Meat-free Mondays promotes a more environmentally friendly way of eating by cutting down on the emissions caused by meat production.

A typical pig factory generates the same amount of raw waste as a city of 12,000 people

The Environmental Protection Agency argue that raising animals for human consumption is the leading source of water pollution. According to the Thinktank organisation, Chatham House, 14.5% of global greenhouse emissions are accounted for by the livestock sector. To add to this, PETA Online state that, “a typical pig factory generates the same amount of raw waste as a city of 12,000 people.” These figures show the enormous impact meat consumption has on global warming.

A meat-free diet is being adopted by an increasing number of people every day. The British Nutrition Foundation reported that 2% of the UK population consider themselves vegetarian and a further 1% of the population opt for a vegan lifestyle. Although these figures seem small, they continue to grow more each year.

Whilst these plant-based diets are growing in popularity, within the last decade the term ‘flexitarian’ has also risen. A flexitarian diet is predominantly plant-based but allows for the occasional consumption of meat.

I have recently taken to flexitarianism after being influenced by my friends and environmental documentaries. Having become environmentally conscious and intent on improving my health, I have decided to cut meat from my diet five days a week.

As I still enjoy consuming meat, I decided that this would be a better option for me than to completely cut it out altogether. The SU’s meat-free Mondays allow me chance to try more plant-based options, which is fantastic as I have been struggling to concoct different meal ideas.

They are missing the crucial point of meat-free campaigns, which is to encourage the reduction of meat production and consumption

It’s a good start, but there is much more work to be done. I feel they should cut meat from Mondays completely and have more plant-based options available every day of the week. By limiting the additional plant-based options to Mondays, they are missing the crucial point of meat-free campaigns, which is to encourage the reduction of meat production and consumption.

I spoke Ellie Hudson, a third year student from the University of Sheffield, who has been a flexitarian for the past four months to discuss her reasons for choosing the diet, her approach and its effect on her life.

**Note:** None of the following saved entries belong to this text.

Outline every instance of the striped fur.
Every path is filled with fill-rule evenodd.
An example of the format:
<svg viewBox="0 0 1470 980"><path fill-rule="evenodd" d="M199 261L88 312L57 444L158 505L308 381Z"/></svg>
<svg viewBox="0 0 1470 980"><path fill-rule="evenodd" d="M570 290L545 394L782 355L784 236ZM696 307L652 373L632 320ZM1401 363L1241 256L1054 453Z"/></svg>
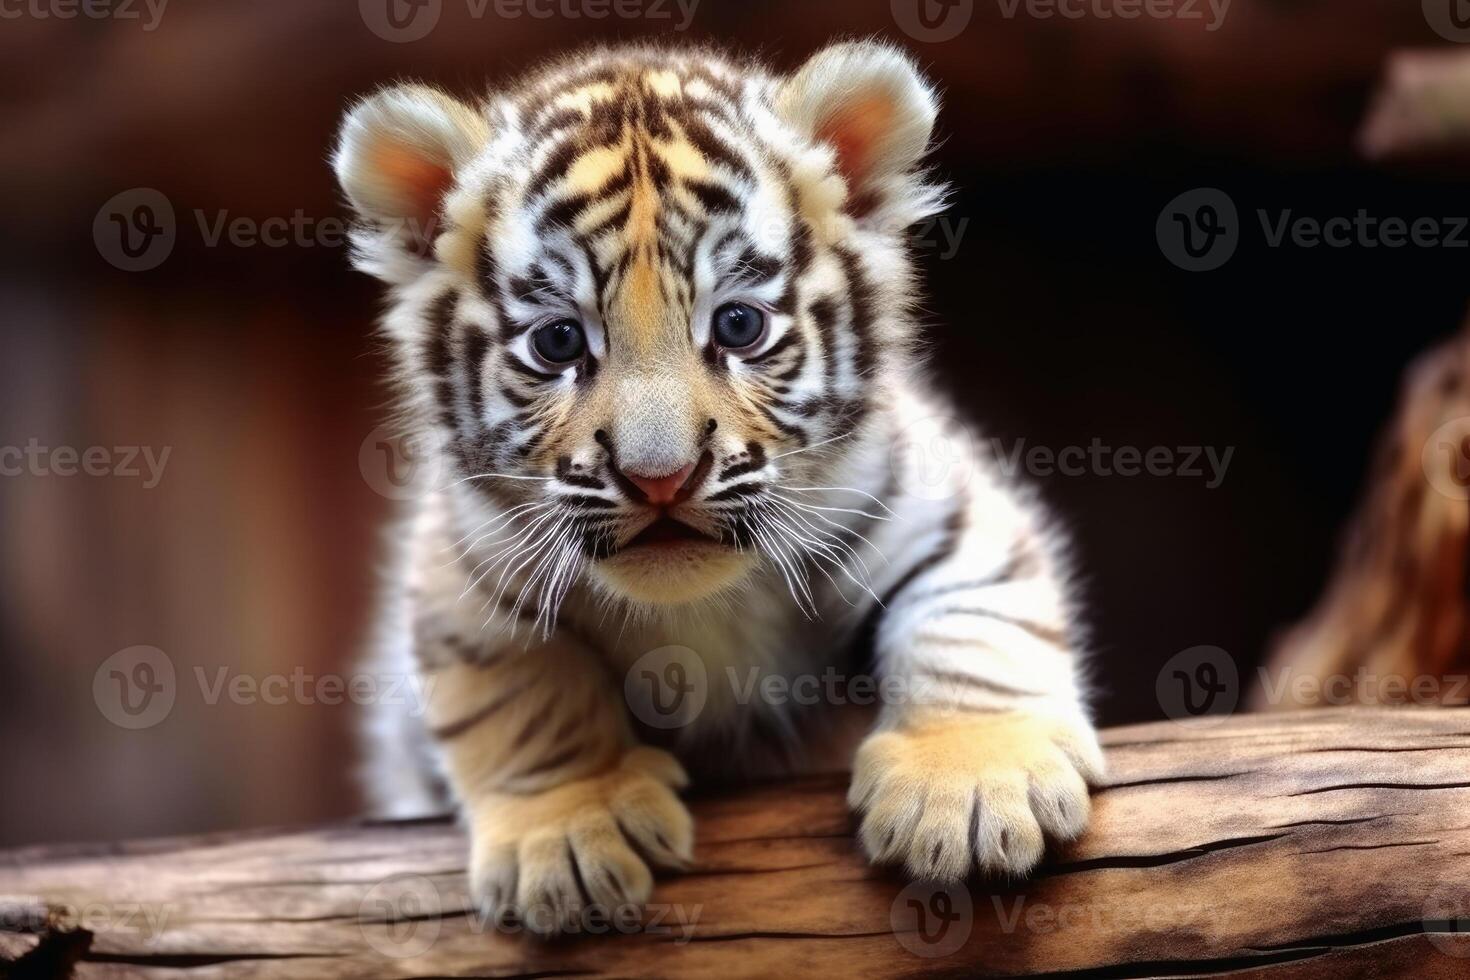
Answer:
<svg viewBox="0 0 1470 980"><path fill-rule="evenodd" d="M433 681L428 717L376 713L369 785L388 814L458 805L487 909L554 931L642 901L649 863L690 856L686 770L846 767L869 729L852 802L875 860L1021 873L1080 832L1101 768L1055 537L984 459L936 501L892 451L949 414L904 246L942 204L936 108L903 55L855 43L789 77L594 50L473 107L399 86L349 114L357 262L390 287L404 418L444 463L377 644L378 669ZM770 328L730 352L710 322L735 301ZM558 318L589 347L563 368L531 348ZM653 518L625 474L683 466L672 514L709 543L632 546ZM670 647L707 698L659 729L623 679ZM923 696L745 683L869 671Z"/></svg>

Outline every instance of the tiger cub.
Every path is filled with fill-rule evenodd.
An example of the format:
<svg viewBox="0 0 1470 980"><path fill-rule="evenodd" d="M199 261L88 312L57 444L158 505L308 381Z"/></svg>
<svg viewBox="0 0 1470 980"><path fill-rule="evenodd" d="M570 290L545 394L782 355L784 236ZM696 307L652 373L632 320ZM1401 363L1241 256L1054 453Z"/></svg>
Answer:
<svg viewBox="0 0 1470 980"><path fill-rule="evenodd" d="M487 913L645 901L692 858L691 772L851 767L867 855L941 881L1086 824L1057 541L916 352L937 108L868 41L789 76L596 49L347 113L355 262L438 464L376 645L427 707L375 709L370 793L458 809Z"/></svg>

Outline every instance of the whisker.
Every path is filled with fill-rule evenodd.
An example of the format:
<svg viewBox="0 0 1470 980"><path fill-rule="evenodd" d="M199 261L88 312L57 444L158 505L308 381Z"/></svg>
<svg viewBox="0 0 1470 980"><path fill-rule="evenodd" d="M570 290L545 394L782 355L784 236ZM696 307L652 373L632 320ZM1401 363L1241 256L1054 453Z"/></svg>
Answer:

When asked why she became one she said that she has become more concerned about our environmental impact, stating, “I feel that we are quite selfish as consumers, not really concerned about where our food comes from and the impact it has on the environment.”

Why not give one of the meat-free Monday options a try and see if the flexitarian lifestyle is for you?

In terms of health benefits, she mentioned how she hasn’t “noticed much difference at the moment but I’ve heard from friends that they feel much less bunged up with better digestion”. Asked if she was going to keep up flexitarianism long-term, she replied, “I am definitely going to carry on. I have really noticed how much cheaper my weekly shop is and I have also been more creative with dinners as I have had to find interesting alternatives. I do enjoy eating meat so definitely won’t give up but really think we should eat less as a nation.”

Initiatives like ‘meat-free Mondays’ being introduced by the SU will raise awareness and could potentially lead more people towards this lifestyle and consequently cut down on the harm we are causing on our planet. Why not give one of the meat-free Monday options a try and see if the flexitarian lifestyle is for you?